Ali Ahmad Saïd Esber, poeta surrealista árabe, conhecido como Adonis, nasceu em 1 de Janeiro de 1930, na aldeia de Kassabine, perto de Lattaquié, na Síria. Teve de refugiar-se em França em 1985 após ser ameaçado de morte. Preconiza o intercâmbio de civilizações dizendo que o islamismo, como outras religiões, é um véu de cegueira lançado sobre a vida, a liberdade, a fruição dos prazeres. Afirmou que o «regresso à pureza do mundo árabe» rejeitando o contributo da democracia ocidental reduziria o mundo árabe a mesquitas e camelos. Disse: «Os meus desejos são permanecer estrangeiro rebelde. E libertar as palavras da escravatura das palavras.»

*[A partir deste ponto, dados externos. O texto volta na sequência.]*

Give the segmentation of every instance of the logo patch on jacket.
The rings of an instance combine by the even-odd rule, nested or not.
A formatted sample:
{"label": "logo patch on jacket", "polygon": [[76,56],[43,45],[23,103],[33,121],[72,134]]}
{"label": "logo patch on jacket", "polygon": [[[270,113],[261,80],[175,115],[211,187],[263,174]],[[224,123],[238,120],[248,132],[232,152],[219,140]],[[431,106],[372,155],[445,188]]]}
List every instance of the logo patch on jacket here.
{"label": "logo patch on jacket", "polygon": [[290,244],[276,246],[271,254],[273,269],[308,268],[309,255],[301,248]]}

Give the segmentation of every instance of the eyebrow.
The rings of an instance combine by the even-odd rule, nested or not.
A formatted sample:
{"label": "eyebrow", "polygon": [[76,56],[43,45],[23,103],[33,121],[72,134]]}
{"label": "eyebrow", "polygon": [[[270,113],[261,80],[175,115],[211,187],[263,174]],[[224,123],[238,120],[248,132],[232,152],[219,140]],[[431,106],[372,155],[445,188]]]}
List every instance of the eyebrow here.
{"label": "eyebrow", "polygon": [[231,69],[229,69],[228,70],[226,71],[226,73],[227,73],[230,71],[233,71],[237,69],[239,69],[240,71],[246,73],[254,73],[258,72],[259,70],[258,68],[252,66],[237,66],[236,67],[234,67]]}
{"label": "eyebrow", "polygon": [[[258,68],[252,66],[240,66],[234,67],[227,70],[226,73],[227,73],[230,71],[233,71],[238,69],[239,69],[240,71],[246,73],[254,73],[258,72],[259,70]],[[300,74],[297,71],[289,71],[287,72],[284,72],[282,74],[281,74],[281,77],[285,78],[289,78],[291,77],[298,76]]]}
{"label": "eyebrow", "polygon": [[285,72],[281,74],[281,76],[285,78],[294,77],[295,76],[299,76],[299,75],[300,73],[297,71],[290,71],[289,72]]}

O surrealismo é uma corrente artística e filosófica, nascida oficialmente em 1924, em França, que visa eliminar a razão e a lógica e projectar na poesia, na literatura, na pintura, na arquitectura ou na escultura, no cinema, os desejos e as imagens criativas imersas na obscuridade do inconsciente humano. O sufismo (em árabe: تصوف;) é uma corrente mística e contemplativa do Islão. Os sufis visam uma relação íntima, direta e constante com Deus, aplicando ensinamentos do profeta Maomé com relevo para o zikr (a lembrança de Deus), orações e jejuns. Um dia, um sufi mergulhado em êxtase num lugar público disse «Eu sou Deus» e foi de imediato assassinado por adeptos do Corão que o qualificam como «blasfemo». Adonis compara o sufismo ao surrealismo pois ambos dão prioridade à imaginação, ao mistério e ao inconsciente ou ao génio imanente:
«Tanto para a o sufismo como para o surrealismo a razão e a lógica podem equivocar-se, já que se fixam na parcialidade das coisas e pretendem ter resposta para a sua universalidade. Ademais, a resposta é o sustentáculo da razão e da lógica porque ambas toman a existência como um problema que há que resolver. Sem embargo, o sufismo e o surrealismo contemplam a existência como mistério, e a questão para eles é a união com o dito mistério. A ausência de resposta é sinal, aqui, da intenção de fusão com a existência , enquanto que a presença de resposta é sinal, ali, da intenção de domínio sobre a existência, quer dizer, de separar-se dela. O primeiro é amor, o segundo dominação. »
«A resposta encerra, por conseguinte uma traição ao ser humano, além de ser um encadeamento, quer dizer, uma renúncia à liberdade. A resposta separa o ser humano de si mesmo, da sua essência: o ser humano é linguagem, busca do outro, da coisa, mas não para submetê-los ao conhecimento que se forja deles, mas para comunicar com eles em igualdade e amor. A resposta pressupõe que na existência não há nada que não possa ser conhecido, o que é uma afirmação falsa, completamente equivocada, já que na existência há coisas que não conhecemos, que não podemos conhecer racional ou logicamente, mas com as quais, não obstante, nos comunicamos e nos unimos.»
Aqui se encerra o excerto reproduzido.